Ethereum currently implements a fixed, rate-limited queue for validator exits to ensure the security and stability of the network. The exit queue ensures the economic security of transactions finalized by the validator set. Suppose a malicious validator could immediately exit the set without any delay. In that case, they may attempt to execute a double spend attack by publishing a block while withholding a conflicting block, which they release after their stake has exited the protocol. The slashing mechanism can no longer hold the malicious validator accountable, and two conflicting finalized transactions may exist (if the attacker has 1/3 of the total stake and successfully splits the 2/3 honest majority in half).

The CHURN_LIMIT_QUOTIENT=2^16 was selected according to the rough heuristic that it should take approximately one month for 10% of the stake to exit. With 1,053,742 validators, we have a churn limit of 16 exits per epoch. 225 epochs per day $\implies$ 3600 exits per day $\implies$ 108,000 exits per 30 days. Then 108,000/1,053,742 $\approx$ 0.10. We can interpret this as "the economic security of a finalized transaction decreases by no more than 10% within one month."

Another way of understanding the 16 exits per epoch security model is that it encodes the following constraints around validator exits:

  1. at most 16 validators exit in the next one epoch, and
  2. at most 32 validators exit in the next two epochs, and
  3. at most 48 validators exit in the next three epochs, and ...
  4. at most 16 $\cdot$ n validators exit in the next n epochs.

While these constraints are simple to understand, the fixed per-epoch churn limit can result in unnecessarily long validator withdrawal delays during periods of higher-than-average exit demand, such as during institutional liquidations or market events. We argue that we should choose a single constraint from the above set and implement that flexibly.

We illustrate this with an example. With one million validators, the current protocol specifies that 16 validators may exit per epoch. Over two weeks, this corresponds to 50,400 exits. This translates directly to "no more than 5.04% of the validators (equiv. stake) can exit within two weeks." Now imagine that in the past 13 days, no validators have exited the protocol, and thus, none of the two-week churn limit has been used. If a large staking operator with 3% of the validator set (30,000 validators) seeks to withdraw immediately, they should be able to -- this doesn't violate the two-week limit of 5.04%. However, since only 16 exits can be processed per epoch moving forward, they are forced to wait 1875 epochs (equiv. 8.33 days).

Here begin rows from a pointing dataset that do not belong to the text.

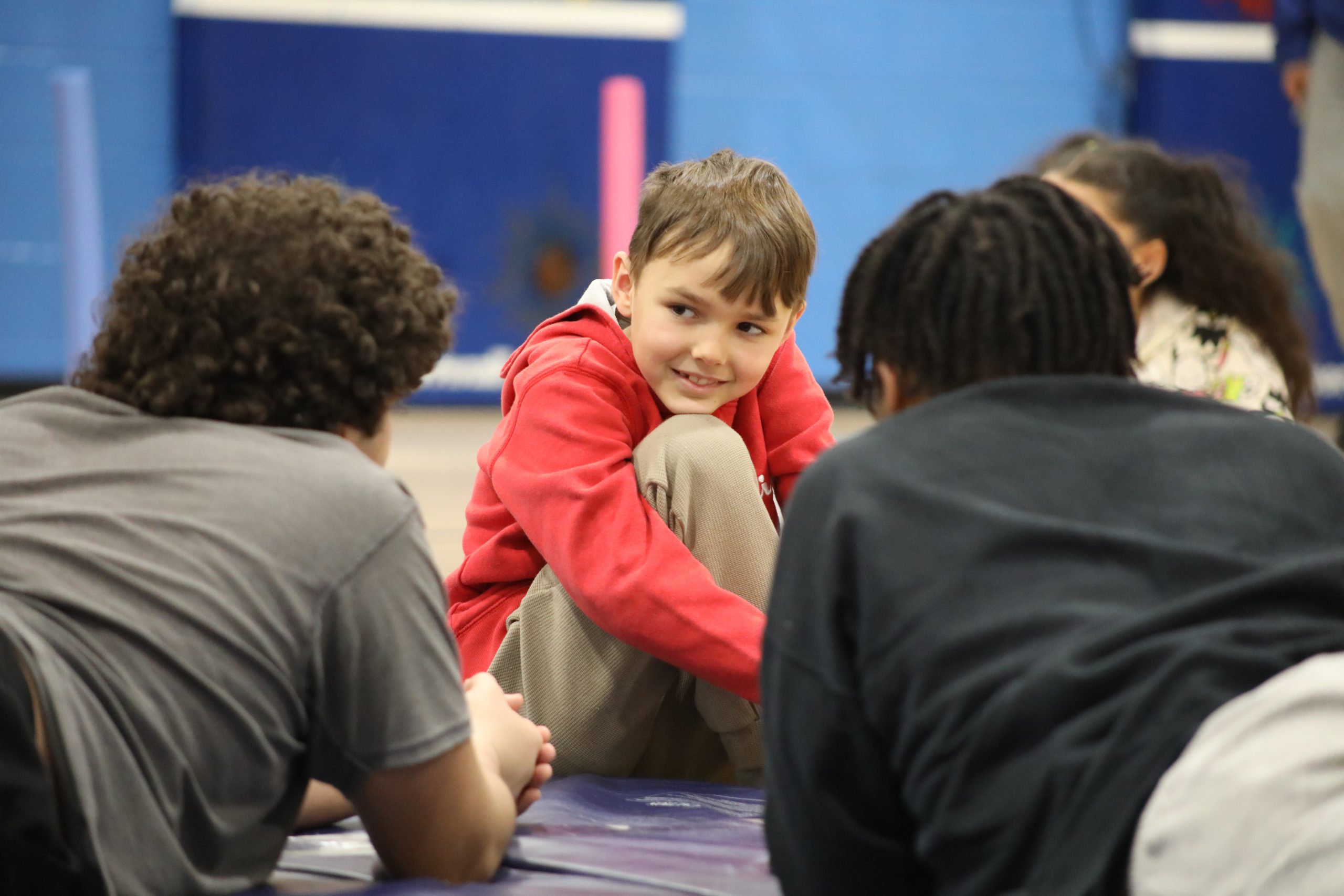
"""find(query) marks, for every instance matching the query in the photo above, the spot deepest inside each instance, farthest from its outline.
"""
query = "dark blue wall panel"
(487, 143)
(127, 46)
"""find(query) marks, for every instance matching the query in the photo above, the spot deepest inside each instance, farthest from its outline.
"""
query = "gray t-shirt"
(215, 613)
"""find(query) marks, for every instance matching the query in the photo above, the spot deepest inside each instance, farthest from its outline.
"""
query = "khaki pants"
(1254, 805)
(617, 711)
(1320, 183)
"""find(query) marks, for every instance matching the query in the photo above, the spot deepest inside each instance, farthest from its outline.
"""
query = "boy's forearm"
(323, 805)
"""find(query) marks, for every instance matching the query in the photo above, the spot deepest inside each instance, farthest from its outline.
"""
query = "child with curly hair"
(1214, 300)
(210, 590)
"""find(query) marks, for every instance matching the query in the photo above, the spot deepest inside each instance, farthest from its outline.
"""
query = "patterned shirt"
(1189, 350)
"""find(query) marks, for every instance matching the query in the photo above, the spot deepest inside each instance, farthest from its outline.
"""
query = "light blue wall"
(865, 104)
(128, 47)
(870, 104)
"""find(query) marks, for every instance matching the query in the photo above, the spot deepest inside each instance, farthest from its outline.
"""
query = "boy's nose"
(710, 350)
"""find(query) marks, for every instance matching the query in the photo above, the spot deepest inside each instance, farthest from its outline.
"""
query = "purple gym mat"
(586, 835)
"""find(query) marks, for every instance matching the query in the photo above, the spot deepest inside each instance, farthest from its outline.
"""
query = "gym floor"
(435, 455)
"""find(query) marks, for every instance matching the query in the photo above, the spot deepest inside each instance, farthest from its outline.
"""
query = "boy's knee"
(697, 437)
(697, 445)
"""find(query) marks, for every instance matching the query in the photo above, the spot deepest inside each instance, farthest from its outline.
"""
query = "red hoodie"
(557, 486)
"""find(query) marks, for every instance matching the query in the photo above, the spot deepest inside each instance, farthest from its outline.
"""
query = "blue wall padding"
(870, 104)
(81, 207)
(127, 46)
(487, 143)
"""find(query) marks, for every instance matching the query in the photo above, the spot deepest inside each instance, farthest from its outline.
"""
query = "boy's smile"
(697, 350)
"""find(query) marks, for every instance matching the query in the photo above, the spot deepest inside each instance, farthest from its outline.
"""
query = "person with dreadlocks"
(1215, 299)
(1045, 629)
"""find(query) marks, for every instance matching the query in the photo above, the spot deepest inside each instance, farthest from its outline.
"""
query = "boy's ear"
(623, 284)
(1151, 261)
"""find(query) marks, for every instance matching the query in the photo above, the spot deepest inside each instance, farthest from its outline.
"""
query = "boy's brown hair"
(691, 208)
(276, 301)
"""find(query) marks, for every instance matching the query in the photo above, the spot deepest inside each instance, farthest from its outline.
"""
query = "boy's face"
(695, 349)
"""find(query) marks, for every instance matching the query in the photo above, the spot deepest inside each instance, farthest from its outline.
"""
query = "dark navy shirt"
(1000, 616)
(1297, 20)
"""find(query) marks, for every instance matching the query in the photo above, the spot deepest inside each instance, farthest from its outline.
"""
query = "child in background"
(1043, 629)
(1214, 301)
(623, 529)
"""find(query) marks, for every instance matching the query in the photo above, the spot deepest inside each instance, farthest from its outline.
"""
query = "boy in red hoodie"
(622, 534)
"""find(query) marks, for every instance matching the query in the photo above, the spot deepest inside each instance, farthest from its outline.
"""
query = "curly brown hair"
(276, 301)
(1221, 257)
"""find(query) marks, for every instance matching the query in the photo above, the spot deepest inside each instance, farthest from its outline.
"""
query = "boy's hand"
(1296, 80)
(508, 745)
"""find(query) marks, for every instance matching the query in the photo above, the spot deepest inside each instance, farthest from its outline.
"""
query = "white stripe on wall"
(1203, 41)
(628, 19)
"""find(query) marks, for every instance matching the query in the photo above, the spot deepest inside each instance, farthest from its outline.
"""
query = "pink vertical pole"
(622, 164)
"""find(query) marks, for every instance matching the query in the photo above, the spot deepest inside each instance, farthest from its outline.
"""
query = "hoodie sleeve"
(795, 416)
(1295, 22)
(568, 476)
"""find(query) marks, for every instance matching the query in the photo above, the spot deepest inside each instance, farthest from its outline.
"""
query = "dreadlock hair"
(1009, 281)
(1220, 257)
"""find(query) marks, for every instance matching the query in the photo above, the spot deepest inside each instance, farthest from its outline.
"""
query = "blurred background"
(508, 131)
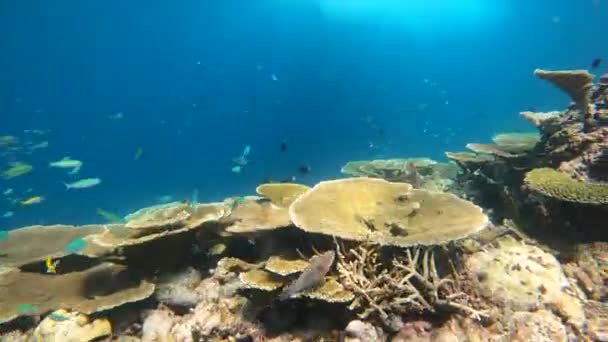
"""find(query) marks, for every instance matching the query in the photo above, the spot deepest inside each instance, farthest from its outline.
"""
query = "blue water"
(194, 80)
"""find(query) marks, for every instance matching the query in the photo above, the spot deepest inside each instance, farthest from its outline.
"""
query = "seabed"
(506, 242)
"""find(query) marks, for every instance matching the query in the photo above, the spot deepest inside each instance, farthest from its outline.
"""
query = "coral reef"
(62, 325)
(521, 277)
(367, 209)
(281, 194)
(405, 251)
(386, 287)
(555, 184)
(96, 289)
(577, 84)
(419, 172)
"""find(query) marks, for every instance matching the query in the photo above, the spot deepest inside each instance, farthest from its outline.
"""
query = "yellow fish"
(51, 266)
(32, 200)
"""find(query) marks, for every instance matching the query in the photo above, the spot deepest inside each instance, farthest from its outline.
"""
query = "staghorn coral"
(281, 194)
(374, 210)
(70, 326)
(402, 283)
(555, 184)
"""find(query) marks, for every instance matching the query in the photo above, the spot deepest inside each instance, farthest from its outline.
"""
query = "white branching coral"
(407, 281)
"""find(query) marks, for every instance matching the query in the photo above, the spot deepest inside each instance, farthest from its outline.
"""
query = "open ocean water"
(156, 98)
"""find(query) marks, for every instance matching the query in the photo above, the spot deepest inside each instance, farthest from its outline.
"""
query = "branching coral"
(385, 288)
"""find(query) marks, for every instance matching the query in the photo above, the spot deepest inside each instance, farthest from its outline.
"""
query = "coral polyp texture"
(281, 194)
(374, 210)
(555, 184)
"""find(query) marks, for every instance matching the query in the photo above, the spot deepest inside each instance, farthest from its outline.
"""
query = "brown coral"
(256, 214)
(577, 84)
(71, 326)
(96, 289)
(281, 194)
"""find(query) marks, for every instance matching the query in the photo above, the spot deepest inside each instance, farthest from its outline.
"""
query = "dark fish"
(289, 179)
(304, 169)
(312, 276)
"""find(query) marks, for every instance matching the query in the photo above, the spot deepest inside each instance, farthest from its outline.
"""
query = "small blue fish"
(75, 246)
(193, 199)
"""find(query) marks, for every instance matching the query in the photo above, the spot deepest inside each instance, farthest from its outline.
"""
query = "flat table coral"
(374, 210)
(281, 194)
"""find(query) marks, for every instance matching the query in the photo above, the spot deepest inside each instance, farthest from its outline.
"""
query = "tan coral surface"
(368, 209)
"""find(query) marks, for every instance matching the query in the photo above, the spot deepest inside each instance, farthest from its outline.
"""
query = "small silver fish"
(312, 276)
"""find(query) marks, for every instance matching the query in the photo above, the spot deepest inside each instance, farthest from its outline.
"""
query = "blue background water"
(194, 81)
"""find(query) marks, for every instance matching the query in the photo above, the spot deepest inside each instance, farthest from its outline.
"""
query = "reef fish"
(32, 200)
(67, 163)
(51, 266)
(83, 183)
(312, 276)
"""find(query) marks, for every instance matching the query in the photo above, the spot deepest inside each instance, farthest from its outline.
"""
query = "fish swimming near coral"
(51, 266)
(67, 163)
(312, 276)
(83, 183)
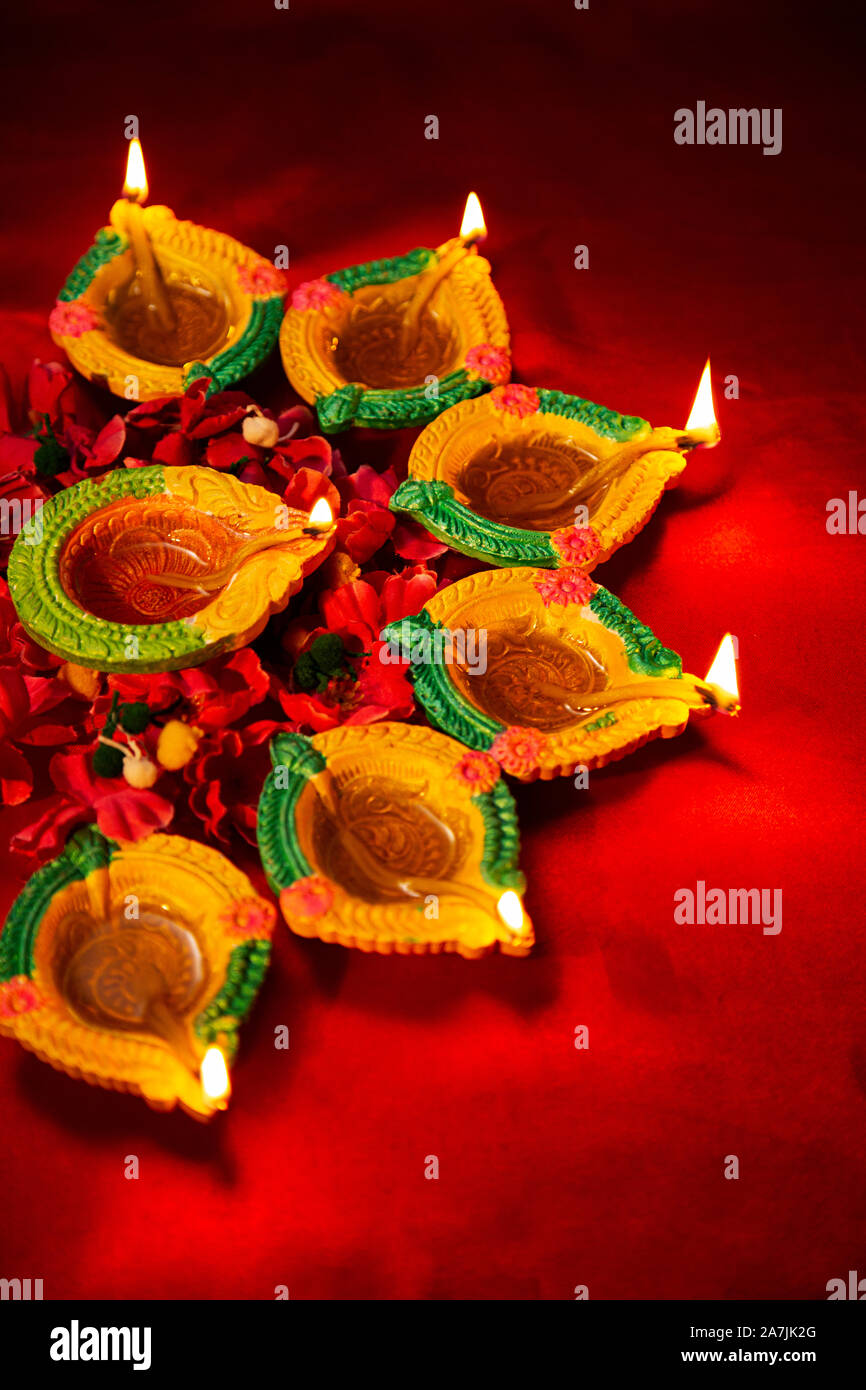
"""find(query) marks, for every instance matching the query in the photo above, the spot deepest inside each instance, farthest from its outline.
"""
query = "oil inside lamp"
(717, 691)
(535, 481)
(382, 844)
(395, 337)
(161, 313)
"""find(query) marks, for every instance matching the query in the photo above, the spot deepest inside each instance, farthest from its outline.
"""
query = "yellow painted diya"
(546, 672)
(392, 838)
(132, 966)
(153, 569)
(526, 476)
(157, 302)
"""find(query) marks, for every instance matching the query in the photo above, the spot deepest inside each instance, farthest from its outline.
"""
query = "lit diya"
(546, 672)
(395, 342)
(388, 837)
(134, 965)
(153, 569)
(156, 302)
(526, 476)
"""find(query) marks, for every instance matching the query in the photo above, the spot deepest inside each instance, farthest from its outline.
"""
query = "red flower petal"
(15, 776)
(131, 815)
(413, 542)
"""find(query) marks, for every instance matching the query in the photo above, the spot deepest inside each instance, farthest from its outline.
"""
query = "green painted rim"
(435, 506)
(277, 830)
(227, 367)
(352, 405)
(57, 623)
(89, 849)
(449, 710)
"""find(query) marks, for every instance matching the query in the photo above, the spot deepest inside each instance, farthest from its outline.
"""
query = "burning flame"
(723, 672)
(135, 184)
(473, 228)
(704, 413)
(510, 911)
(321, 514)
(214, 1076)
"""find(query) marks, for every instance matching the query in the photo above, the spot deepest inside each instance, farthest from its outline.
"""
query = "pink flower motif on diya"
(307, 897)
(516, 401)
(517, 749)
(316, 293)
(18, 995)
(262, 278)
(577, 545)
(477, 770)
(249, 918)
(569, 585)
(71, 320)
(489, 363)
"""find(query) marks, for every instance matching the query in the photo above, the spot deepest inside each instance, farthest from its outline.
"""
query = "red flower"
(227, 779)
(18, 995)
(120, 811)
(72, 319)
(364, 606)
(477, 770)
(262, 278)
(15, 647)
(384, 688)
(516, 401)
(249, 919)
(489, 363)
(307, 897)
(22, 699)
(517, 749)
(569, 585)
(316, 293)
(577, 545)
(363, 530)
(217, 694)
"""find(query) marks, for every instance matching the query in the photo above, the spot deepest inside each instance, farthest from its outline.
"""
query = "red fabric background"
(558, 1166)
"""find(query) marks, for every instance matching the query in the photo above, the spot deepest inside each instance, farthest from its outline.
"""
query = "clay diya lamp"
(134, 965)
(156, 302)
(526, 476)
(395, 342)
(392, 838)
(549, 673)
(153, 569)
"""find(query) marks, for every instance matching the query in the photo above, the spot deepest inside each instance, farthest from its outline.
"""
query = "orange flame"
(473, 228)
(723, 670)
(510, 911)
(704, 413)
(135, 184)
(216, 1084)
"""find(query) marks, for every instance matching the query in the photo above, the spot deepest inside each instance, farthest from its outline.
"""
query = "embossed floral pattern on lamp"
(156, 569)
(392, 838)
(134, 965)
(156, 302)
(394, 342)
(526, 476)
(570, 677)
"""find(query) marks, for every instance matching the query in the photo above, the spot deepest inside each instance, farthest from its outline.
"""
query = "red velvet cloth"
(556, 1166)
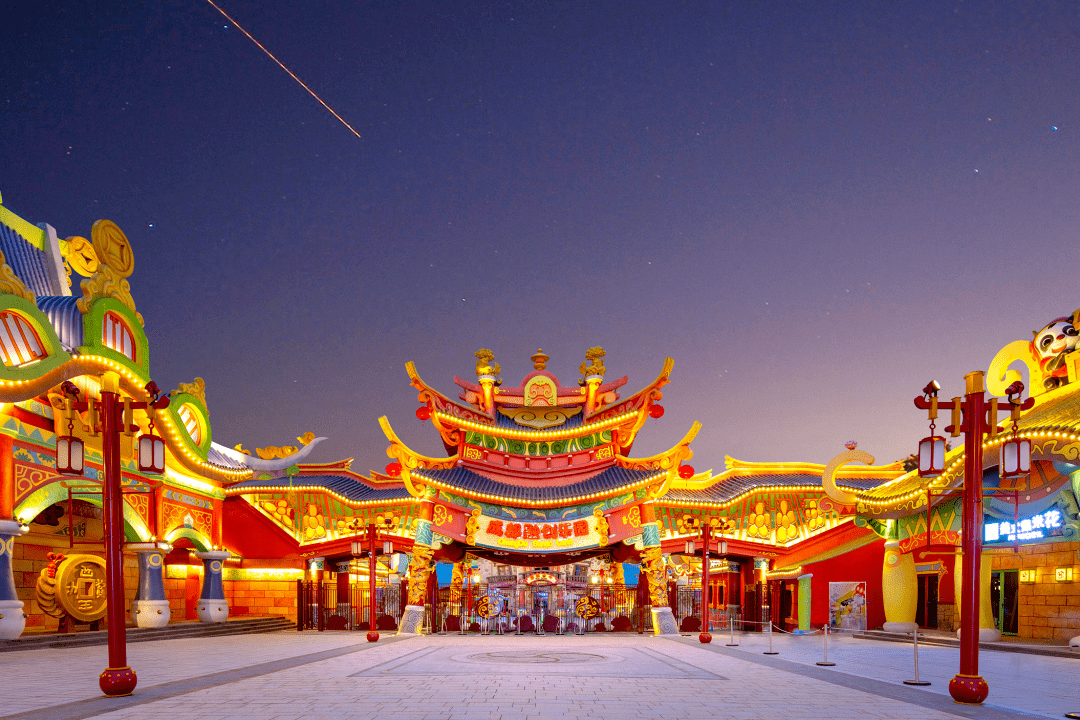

Key observation: If we enable the protocol to look backward at the exit history, we no longer need the per-epoch limit looking forward.

For example, say we chose the following constraint explicitly:

Proposed weak subjectivity constraint: No more than 50,400 exits in two weeks.

Then, we only need to ensure that the constraint is honored over every rolling two-week window without setting a hard cap on exits during every epoch. A dynamically adjusted churn limit based on historical validator exit data allows Ethereum to flexibly accommodate spikes in exit demand while preserving the same security over every two-week window. By tracking the unused churn capacity of recent generations (periods), we can safely increase the churn limit when the network consistently operates below capacity, significantly improving the validator exit experience.

Specification

Since the validator exit process is complex, we start with the stack trace and a verbal description of the end-to-end process in Electra.

  1. initiate_validator_exit – a validator signals their intent to exit, which is actuated by setting validator.exit_epoch and validator.withdrawable_epoch based on the output of compute_exit_epoch_and_update_churn.
  2. compute_exit_epoch_and_update_churn – is used to determine the exit epoch of a validator. This function implements the exit queue in the following way:
    • get_balance_churn_limit - returns the amount of withdrawable ETH per epoch by dividing the total active balance by 2**16.
    • set exit_balance_to_consume to the churn available in the current furthest epoch where some exits will be processed.
    • if exit_balance > exit_balance_to_consume, then we calculate the number of extra epochs the exit consumes to set the final exit_epoch.

This EIP changes how the churn limit and exit epochs are calculated by examining the number of exits in the previous 14 generations.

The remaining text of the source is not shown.